Anyways, thanks for reading and I apologize for not being super clear during class! I hope everyone has a great break.

The “Celebration”

This movie honestly made me nauseous and squirmy for a couple of reasons. First of all, the plot was sick and the way the story played out was like a montage of every uncomfortable scene in movies/television that I have ever seen. I do like that the title is speaks a little about what is to come, using a title that shows the opposite of what ends up happening.

Secondly, knowing that it was a Dogme 95 film mad me think differently about a lot of scenes. It kind of freaked me out how actors hit each other and and had sex on screen. It was uncomfortable knowing that everything depicted had to be real. This goes along with camera and sound and lighting. In my documentary class, we work a lot with sound and lighting to make sure that it is ideal and not distracting. For me, the home video quality was distracting at times knowing that it is not actually a home video. The grain got very intense and really bothered me, but I do understand the ideas of Dogme 95, and in a way I respect their ideals and qualities to make more realistic feature films.
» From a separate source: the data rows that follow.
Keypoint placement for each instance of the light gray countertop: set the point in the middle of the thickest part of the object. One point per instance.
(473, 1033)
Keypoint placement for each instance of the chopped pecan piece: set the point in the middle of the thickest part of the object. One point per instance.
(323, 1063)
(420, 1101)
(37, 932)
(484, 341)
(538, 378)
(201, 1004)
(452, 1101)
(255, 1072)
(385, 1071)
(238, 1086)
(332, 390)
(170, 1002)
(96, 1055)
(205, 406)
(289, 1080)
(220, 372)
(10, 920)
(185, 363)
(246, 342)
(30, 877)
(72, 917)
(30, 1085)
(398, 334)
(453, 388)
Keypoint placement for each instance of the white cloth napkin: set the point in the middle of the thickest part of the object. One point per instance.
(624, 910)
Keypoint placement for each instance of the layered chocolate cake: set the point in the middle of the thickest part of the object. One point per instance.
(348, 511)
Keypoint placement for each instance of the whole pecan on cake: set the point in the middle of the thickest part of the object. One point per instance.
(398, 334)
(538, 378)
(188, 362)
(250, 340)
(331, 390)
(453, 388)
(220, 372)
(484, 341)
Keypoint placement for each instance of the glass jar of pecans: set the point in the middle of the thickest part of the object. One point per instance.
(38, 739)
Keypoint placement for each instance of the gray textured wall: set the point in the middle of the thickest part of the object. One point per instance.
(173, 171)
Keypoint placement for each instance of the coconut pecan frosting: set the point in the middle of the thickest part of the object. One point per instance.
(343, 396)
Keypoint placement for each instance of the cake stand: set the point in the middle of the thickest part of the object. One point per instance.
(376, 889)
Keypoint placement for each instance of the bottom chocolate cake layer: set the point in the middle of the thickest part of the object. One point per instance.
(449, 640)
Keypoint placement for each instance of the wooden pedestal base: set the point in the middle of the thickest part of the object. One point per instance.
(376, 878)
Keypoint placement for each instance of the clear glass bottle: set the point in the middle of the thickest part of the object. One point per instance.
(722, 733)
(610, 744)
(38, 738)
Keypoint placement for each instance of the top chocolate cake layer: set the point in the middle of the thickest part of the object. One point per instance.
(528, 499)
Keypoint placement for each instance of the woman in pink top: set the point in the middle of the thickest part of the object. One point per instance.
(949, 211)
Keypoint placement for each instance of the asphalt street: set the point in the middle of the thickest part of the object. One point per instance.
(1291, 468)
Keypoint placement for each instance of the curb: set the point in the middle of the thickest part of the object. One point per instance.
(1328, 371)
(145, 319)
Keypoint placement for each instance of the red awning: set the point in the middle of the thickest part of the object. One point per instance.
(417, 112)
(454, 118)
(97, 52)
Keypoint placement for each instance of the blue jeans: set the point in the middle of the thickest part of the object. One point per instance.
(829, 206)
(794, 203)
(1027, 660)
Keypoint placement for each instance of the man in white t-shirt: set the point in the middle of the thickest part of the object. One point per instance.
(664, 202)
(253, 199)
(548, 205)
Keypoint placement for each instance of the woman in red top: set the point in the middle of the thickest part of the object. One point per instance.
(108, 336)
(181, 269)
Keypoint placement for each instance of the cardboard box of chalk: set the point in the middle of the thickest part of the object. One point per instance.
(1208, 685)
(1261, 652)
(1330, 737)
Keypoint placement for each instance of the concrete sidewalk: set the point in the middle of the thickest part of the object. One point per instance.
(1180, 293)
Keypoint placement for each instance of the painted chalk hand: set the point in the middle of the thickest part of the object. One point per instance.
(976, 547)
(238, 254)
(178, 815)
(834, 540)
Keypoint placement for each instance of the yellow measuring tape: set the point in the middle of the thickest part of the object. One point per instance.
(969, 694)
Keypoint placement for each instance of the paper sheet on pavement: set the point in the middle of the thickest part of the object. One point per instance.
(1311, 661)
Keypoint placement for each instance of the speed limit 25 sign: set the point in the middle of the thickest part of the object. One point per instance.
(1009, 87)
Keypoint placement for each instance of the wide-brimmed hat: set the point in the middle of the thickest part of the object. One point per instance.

The Celebration as a Dogme Film

The idea of a Dogme film is to retain a “Vow of Chastity” or a promise to create a film as innocent, pure, and untouched as possible. Looking at The Celebration (1998), directed by Thomas Vinterberg, the ten restrictive rules established in the Dogme 95 movement can be found. The main location of the film is a home where the protagonist of the film grew up with his siblings. This home, the forest around it, and the road leading up to it are pretty much the only footage in the film, this means it could have easily been shot on location and not in a studio. The camera is clearly handheld. This can be seen in a few of the beginning exchanges between Michael (Thomas Bo Larsen) and Christian (Ulrich Thomsen). Also the shot where a car pulls up the driveway, a camera follows it, then points up, and falls back down to follow it again, sort of like a rainbow pattern. Another cool handheld shot came from above and below a stair banister to see the siblings walk upstairs. While filming at night, the images on screen were extremely dark and only illuminated by the light of the sky, which was very little. This can be seen when Christian frees himself from the tree he was tied to. I find the idea that Dogme films may not contain superficial action interesting because it immediately made me think of the sexual abuse information and how it was a director’s choice to not flashback to those moments or even show the father abusing the sister before she committed suicide. It also makes it clear that Helge (Henning Moritzen) was physically beaten on screen by Michael which intensifies the situation. Rereading this description on no superficial action, I am realizing now that the sex scene must have been live action… All of these characteristics are interesting in combination and seem to work. I would like to know why the Dogme 95 movement was so impactful and why filmmakers felt it was necessary to create films in this format.